Creative Commons 'BY' version 4.0 license
Abstract

The Hi-C technique has enabled genome-wide mapping of chromatin interactions and investigated the organizational principles of the spatial structure of the genome. However, computational methods for studying Hi-C are still in the early stage.Pioneering models have been developed to reconstruct the 3D genome structures. But there is no consistent measuring result between the modeling methods, thereby imposing challenges for the users to interpret the organization of the 3D structures and to understand the genome functions. Moreover, 3D genome modeling becomes more complicated at higher resolution because of the sparsity and diversity in bulk Hi-C and the restrictions of computational resources. Furthermore, high-resolution Hi-C requires costly, deep sequencing; therefore, it has only been achieved for a limited number of cell types. Neural networks have been developed as a remedy to these problems at high resolution.

In this work, we first reviewed the 3D structure modeling methods comprehensively. We developed a simulation method based on the 3D conformations from single-cell modeling and several evaluation metrics for measuring the similarity between structures. We profiled the performance of existing bulk Hi-C based 3D genome structure modeling methods using both simulated and real bulk Hi-C.

Next, we proposed a novel method, GIST, for predicting 3D structures at a high resolution based on Auto-encoder with GAT. We convert the Hi-C into a heterogeneous graph, and GIST encodes the graph as a population of 3D conformations optimized by edge classification. We demonstrated that GIST produced chromosome structures consistent with FISH and outperformed existing 3D modeling methods. We illustrated the diversity of 3D structure predictions by evaluating the active and inactive X chromosome structures.

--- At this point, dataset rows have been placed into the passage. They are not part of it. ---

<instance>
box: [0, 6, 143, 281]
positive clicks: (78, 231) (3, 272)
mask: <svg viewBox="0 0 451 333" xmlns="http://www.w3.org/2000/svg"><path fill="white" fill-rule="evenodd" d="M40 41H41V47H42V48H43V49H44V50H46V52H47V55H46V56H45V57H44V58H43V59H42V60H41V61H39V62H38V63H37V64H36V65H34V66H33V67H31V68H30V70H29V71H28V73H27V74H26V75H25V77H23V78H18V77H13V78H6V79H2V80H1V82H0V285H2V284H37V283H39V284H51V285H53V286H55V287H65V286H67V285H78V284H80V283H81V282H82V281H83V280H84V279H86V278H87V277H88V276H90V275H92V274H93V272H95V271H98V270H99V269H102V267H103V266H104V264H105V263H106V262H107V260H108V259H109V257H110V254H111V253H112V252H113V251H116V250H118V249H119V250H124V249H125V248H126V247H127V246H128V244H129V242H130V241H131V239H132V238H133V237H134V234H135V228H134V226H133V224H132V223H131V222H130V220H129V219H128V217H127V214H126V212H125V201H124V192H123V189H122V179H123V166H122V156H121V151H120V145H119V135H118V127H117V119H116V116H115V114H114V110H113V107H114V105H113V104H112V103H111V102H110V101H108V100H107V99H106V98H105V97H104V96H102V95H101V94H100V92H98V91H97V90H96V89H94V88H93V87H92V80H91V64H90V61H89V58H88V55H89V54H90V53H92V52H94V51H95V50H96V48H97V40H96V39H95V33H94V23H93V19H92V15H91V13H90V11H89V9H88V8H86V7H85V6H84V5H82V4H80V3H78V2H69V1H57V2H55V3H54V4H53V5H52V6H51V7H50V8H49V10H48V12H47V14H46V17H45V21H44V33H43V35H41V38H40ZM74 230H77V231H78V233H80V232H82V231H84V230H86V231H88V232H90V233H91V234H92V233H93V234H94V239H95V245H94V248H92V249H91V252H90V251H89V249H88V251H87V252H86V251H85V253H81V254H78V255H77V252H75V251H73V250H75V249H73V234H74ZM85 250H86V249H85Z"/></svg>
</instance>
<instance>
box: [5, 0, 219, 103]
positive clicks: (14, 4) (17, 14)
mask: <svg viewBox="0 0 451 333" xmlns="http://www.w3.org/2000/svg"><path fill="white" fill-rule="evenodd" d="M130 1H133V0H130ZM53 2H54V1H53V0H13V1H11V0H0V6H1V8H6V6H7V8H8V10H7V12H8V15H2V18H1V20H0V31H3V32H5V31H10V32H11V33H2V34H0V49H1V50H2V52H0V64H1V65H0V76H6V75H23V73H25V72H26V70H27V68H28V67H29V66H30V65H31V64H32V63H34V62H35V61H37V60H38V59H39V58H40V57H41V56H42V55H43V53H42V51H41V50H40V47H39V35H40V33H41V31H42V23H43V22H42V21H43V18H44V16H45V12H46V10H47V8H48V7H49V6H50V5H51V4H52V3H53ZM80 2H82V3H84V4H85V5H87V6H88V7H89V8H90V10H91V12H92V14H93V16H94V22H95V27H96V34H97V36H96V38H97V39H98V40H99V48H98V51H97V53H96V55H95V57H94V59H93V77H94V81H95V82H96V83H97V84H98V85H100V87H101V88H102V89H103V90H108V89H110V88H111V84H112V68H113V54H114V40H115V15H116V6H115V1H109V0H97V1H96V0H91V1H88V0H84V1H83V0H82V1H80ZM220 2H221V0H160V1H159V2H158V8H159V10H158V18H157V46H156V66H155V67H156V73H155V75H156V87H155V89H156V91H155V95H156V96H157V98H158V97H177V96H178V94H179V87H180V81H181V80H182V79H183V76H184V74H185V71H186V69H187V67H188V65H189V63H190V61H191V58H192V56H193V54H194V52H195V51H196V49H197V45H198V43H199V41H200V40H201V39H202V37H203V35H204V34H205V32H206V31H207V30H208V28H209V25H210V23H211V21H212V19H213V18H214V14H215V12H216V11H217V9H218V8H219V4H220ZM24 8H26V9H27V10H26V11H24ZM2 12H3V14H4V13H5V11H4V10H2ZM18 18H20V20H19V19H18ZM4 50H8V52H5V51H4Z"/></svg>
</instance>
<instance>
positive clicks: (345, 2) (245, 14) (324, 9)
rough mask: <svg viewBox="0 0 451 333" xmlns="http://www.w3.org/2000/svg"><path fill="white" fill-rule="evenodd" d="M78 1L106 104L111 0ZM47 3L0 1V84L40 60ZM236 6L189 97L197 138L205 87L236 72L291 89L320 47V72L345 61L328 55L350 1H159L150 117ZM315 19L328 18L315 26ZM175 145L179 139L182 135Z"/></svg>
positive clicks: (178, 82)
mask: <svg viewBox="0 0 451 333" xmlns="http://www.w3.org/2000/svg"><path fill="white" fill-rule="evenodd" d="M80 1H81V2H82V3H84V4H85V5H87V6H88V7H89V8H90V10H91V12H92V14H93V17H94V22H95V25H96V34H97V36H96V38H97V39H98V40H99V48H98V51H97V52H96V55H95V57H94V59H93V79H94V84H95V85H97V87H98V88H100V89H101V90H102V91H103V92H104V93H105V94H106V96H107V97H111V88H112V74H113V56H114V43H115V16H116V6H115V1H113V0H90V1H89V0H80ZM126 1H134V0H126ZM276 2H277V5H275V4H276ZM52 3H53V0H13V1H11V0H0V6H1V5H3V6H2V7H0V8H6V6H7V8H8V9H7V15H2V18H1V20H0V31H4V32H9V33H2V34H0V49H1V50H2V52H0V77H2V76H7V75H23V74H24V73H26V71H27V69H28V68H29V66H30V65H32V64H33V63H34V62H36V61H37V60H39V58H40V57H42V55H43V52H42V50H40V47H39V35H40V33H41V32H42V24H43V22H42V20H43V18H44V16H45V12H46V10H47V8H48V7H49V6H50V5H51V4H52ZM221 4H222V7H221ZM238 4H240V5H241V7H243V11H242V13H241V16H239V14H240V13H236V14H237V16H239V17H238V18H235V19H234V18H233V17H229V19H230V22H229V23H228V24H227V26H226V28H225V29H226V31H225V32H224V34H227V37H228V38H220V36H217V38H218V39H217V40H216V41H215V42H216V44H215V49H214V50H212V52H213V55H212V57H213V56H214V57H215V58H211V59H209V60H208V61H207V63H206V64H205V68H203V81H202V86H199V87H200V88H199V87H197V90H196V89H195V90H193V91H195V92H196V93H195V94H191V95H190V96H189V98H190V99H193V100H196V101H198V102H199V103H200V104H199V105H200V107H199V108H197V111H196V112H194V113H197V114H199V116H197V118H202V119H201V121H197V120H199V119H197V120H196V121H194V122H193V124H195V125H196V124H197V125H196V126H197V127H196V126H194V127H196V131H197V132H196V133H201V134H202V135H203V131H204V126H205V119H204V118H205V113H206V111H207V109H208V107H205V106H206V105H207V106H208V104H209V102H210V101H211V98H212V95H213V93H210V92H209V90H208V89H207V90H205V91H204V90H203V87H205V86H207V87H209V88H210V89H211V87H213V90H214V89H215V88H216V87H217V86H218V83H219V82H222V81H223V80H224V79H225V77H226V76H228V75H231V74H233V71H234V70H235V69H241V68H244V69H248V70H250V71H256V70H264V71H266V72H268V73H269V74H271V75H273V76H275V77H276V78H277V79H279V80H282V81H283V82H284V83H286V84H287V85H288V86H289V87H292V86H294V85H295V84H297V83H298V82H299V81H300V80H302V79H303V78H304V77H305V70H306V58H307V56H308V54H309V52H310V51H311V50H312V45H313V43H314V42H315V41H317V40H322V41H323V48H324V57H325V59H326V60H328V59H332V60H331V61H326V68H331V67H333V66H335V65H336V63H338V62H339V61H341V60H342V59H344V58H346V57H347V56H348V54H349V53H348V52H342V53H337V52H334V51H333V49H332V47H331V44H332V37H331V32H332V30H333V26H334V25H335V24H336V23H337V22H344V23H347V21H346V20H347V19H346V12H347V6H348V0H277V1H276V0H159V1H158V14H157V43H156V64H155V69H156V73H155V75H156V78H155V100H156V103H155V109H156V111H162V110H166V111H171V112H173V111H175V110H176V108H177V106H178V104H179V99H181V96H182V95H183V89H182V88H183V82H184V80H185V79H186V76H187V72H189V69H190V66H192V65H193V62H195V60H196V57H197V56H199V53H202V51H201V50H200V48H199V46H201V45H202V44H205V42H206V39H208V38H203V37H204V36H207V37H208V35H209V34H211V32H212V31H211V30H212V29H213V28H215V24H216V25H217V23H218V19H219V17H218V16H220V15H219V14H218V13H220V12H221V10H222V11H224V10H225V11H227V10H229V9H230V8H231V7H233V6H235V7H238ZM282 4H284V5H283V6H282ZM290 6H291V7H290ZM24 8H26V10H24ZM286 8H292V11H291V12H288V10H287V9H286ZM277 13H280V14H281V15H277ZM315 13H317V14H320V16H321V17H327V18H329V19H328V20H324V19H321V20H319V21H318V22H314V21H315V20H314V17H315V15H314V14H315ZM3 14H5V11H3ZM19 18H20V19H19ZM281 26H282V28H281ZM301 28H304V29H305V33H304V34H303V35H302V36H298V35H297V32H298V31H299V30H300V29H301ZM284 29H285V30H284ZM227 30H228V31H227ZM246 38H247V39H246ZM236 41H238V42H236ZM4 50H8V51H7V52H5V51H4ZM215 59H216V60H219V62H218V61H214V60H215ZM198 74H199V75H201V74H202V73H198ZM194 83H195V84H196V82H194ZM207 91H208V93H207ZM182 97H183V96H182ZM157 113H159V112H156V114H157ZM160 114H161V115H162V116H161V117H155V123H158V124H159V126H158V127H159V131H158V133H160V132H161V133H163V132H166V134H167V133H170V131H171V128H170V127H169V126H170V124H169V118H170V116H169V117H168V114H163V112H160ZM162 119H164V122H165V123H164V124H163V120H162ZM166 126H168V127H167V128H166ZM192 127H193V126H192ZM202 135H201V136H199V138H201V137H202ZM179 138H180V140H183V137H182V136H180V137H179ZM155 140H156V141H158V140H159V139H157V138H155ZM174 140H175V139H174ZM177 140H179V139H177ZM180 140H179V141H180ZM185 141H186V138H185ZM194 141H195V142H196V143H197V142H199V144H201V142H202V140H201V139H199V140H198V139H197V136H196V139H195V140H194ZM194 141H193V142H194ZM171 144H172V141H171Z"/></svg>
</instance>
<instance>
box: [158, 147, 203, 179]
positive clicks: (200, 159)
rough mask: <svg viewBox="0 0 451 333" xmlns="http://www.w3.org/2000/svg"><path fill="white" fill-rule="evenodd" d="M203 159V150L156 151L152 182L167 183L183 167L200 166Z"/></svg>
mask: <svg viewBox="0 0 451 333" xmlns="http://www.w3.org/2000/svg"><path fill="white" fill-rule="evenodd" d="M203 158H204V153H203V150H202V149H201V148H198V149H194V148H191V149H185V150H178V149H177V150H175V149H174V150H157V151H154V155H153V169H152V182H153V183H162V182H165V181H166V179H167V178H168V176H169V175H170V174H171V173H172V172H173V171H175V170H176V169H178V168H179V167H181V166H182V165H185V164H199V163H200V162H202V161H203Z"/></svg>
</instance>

Lastly, we proposed a novel method, EnHiC, for predicting high-resolution Hi-C from low-resolution input based on a generative adversarial network. Inspired by non-negative matrix factorization, EnHiC fully exploits the unique properties of Hi-C and extracts rank-1 features from multi-scale low-resolution matrices to enhance the resolution. We demonstrated that EnHiC accurately and reliably enhanced the resolution of Hi-C and outperformed other GAN-based models. EnHiC-predicted high-resolution matrices facilitated the accurate detection of topologically associated domains and fine-scale chromatin interactions.